ACENET Summer School - OpenMP

Drawing the Mandelbrot set

Overview

Teaching: 20 min
Exercises: 100 min
Questions
  • How do we handle irregular tasks?

Objectives
  • Learn about the schedule() clause

Here’s today’s only example in Fortran. Sorry.

The Mandelbrot set was a hot subject of computer art in the 1980s. The algorithm is quite simple: For each point on the screen, do an iterative calculation and decide whether the calculation diverges or not. Color that spot on the screen according to how many iterations it took to diverge — or black if it didn’t diverge in 1000 iterations.

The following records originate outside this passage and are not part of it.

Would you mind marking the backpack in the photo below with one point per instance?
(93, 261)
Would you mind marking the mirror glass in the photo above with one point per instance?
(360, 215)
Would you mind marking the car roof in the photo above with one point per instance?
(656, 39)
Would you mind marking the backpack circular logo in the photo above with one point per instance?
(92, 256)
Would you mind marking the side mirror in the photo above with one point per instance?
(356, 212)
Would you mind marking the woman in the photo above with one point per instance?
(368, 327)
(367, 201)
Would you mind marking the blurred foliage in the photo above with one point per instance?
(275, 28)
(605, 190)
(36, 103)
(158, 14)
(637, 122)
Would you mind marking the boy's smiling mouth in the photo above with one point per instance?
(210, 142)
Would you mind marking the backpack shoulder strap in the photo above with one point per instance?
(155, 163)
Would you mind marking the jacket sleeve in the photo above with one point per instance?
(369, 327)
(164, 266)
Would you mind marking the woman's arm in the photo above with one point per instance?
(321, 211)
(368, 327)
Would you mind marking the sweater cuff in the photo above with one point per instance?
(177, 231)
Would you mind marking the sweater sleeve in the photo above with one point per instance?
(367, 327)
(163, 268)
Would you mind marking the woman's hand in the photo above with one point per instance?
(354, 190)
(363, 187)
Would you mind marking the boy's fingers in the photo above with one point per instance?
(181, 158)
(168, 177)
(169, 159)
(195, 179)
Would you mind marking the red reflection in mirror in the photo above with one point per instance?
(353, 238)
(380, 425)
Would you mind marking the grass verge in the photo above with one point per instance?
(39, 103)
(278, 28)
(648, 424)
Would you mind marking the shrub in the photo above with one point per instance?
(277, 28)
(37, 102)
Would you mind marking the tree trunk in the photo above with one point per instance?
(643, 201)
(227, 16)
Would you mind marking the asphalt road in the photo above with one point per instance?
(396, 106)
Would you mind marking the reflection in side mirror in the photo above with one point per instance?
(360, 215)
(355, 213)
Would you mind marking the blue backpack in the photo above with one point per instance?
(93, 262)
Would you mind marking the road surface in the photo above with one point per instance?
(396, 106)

For simplicity this implementation just prints out a number instead of coloring a pixel.

program mandel

! Mandelbrot set generator, after
!   Chandra et al, "Parallel Programming in OpenMP", and
!   http://en.wikipedia.org/wiki/Mandelbrot_set#For_programmers
! Ross Dickson, ACEnet, 2010.06.24

integer,parameter:: maxiter=999, m=30, n=20
double precision,parameter:: xmin=-2.d0,xmax=1.d0
double precision,parameter:: ymin=-1.d0,ymax=1.d0
integer depth(n,m)
integer iter, j, k
integer starttime, endtime, tickspersec
double precision x, y

call system_clock(starttime)
!$omp parallel do private(..?...) 
do j = 1, m
    do k = 1, n
        x = xmin + j*(xmax-xmin)/m
        y = ymin + k*(ymax-ymin)/n
        depth(k, j) = mandel_val(x, y, maxiter)
    end do
end do
!$omp end parallel do
call system_clock(endtime,tickspersec)

do k = n, 1, -1
    write(*,'(30I4)') depth(k,:)
end do
write(*,*) 'working time: ',real(endtime-starttime)/real(tickspersec),' sec'

end program

integer function mandel_val(x0, y0, maxiter)
double precision x0, y0
integer maxiter
double precision x, y, xtemp
integer iter

x = 0.d0
y = 0.d0
iter = 0
do while (( x*x + y*y <= 4.d0 ) .and. ( iter < maxiter ))
   xtemp = x*x - y*y + x0
   y = 2*x*y + y0
   x = xtemp
   iter = iter + 1
end do
mandel_val = iter
end function

First, compile and run the program without OpenMP like so:

 gfortran mandel.f90 -o mandel-serial 
 ./mandel-serial

Appreciate the retro ASCII art, and note how long it took to run. A millisecond is not enough to get good performance measurements on.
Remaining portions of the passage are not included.